What bad security habits do we need to give up in 2016?

By Kirti Khanna

2015 played host to some significant cyber breaches. Experian, TalkTalk and Ashley Madison all fell foul of malicious attacks, and they weren’t the only ones. In 2016, businesses need to resolve to do better – but the question is, how? What bad security habits need to be given up to ensure a safer, more secure experience next year? What lengths could, and indeed should, have businesses gone to last year in order to prevent some of the data breaches that occurred?

Industry experts elaborate on what they believe needs to be done better in 2016, and how to leave those bad habits behind.

Jeremiah Grossman, Founder of WhiteHat Security:

"2016 is the year companies must resolve to get better at web security. A lot better. Let’s look at just one of the past year’s major breaches — TalkTalk. TalkTalk, a major UK telecoms operation, was arguably one of the most widely reported breaches of the year with reputable media reports suggesting the attack was carried out through SQL injection. SQLi gives a remote attacker the ability to run commands against the backend database, including potentially stealing all the data contained in it. This sounds bad because it is.

The more we learn about incidents like TalkTalk, the more we see that these breaches are preventable. We know how to write code that’s attack-resilient and we know multiple methods for fixing vulnerabilities and defending against incoming attacks. All it takes to stop these breaches from happening is doing the things we already know how to do. Doing the things we already know work. Let’s make 2016 the year we take web security seriously."

Perry Correll, Principal Technologist, Xirrus Networks:

"Xirrus recently polled Wi-Fi users and found that 76 percent connect to Wi-Fi outside of their home. Public Wi-Fi offers the convenience of accessibility, but typically doesn’t encrypt data, which leaves passwords exposed and sensitive data vulnerable to the possibility of capture by those with malicious intentions.

It’s bad enough worrying that while sipping a latte, cyber criminals might be trying to steal your credit card data and bank account numbers, but even more daunting to know that corporate espionage is on the rise. Hotel Wi-Fi networks, which are notoriously easy to breach, offer hackers little challenge when it comes to intercepting private or classified information accessed by executives who stay in hotels on business. Now more than ever, large and small enterprises—from coffee houses to airports and hotels—must upgrade their networks to provide better security for their customers."

Wieland Alge, VP & GM EMEA, Barracuda:

"All IT Security experts should try to give up ‘SEP’ – the concept of ‘Somebody Else’s Problem’. As The Hitchhiker's Guide to the Galaxy’s Ford Prefect described it: “An SEP is something we can't see, or don't see, or our brain doesn't let us see, because we think that it's somebody else's problem.”

SEP behaviour exists right across the IT security community because we’ve often been treated as nerds, techies and obstacles to business.

If the business IT team move some web applications into the cloud without telling the IT security team, then – despite it being business IT’s problem – we know that the apps no longer have the protection of a proper firewall/WAF and we should really help resolve it. Likewise, we can’t continue to say 'Cool, no attacks coming!' whenever the internet goes down.

A good New Year’s Resolution would be to actively search for ‘SEPs’ and fix them.”

Mark Edge, UK Country Manager, Brainloop:

“The General Data Protection Regulation (GDPR) arrives in 2017, so CISOs should spend this year resolving bad data protection practices. 
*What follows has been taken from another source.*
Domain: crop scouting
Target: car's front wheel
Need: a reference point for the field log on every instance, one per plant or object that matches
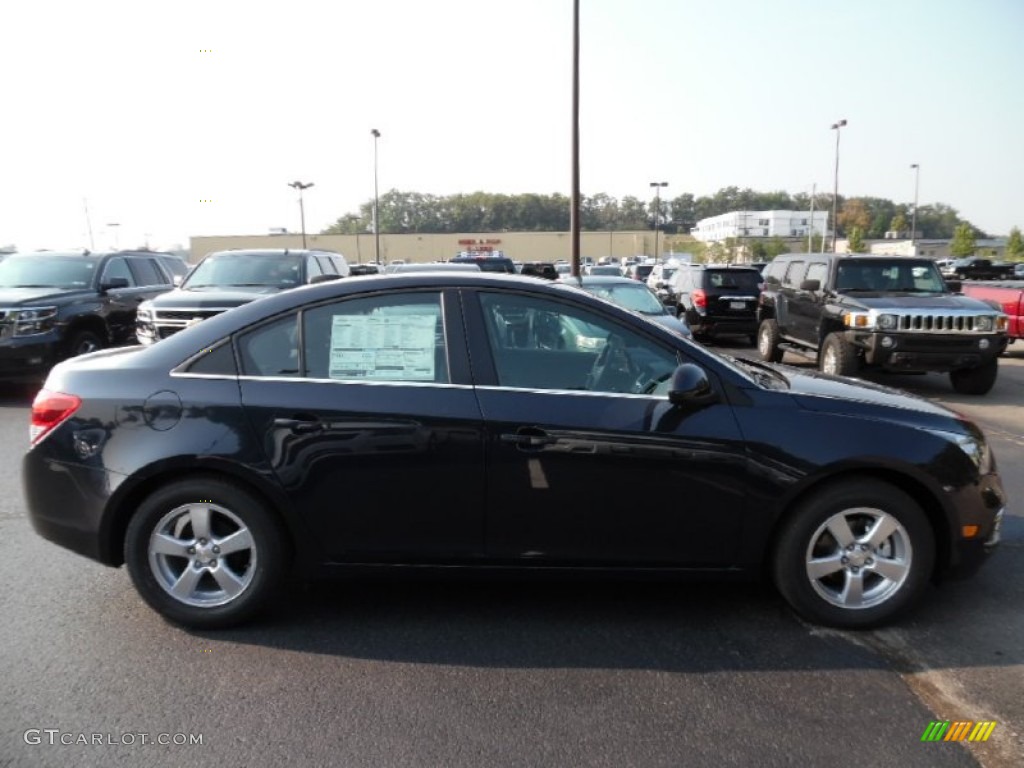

The regulation will address the changing way businesses operate in the modern world, with a focus on protecting data stored and transferred in and out of Europe. It may be surprising to hear that malicious, or, more likely, careless employee behaviour is the number one threat to data security. Email, especially personal email, is simply not secure enough to communicate highly sensitive information, whilst consumer-grade file sharing solutions have little in-built security and no audit trail. USB drives, instant messaging and hard copies of confidential documentation also present a clear data protection problem.

CISOs must break bad habits with a positive change, so instead of placing cumbersome restrictions upon employees, they should implement intuitive and highly-secure collaboration tools that form positive habits and an easy transition ahead of the GDPR.”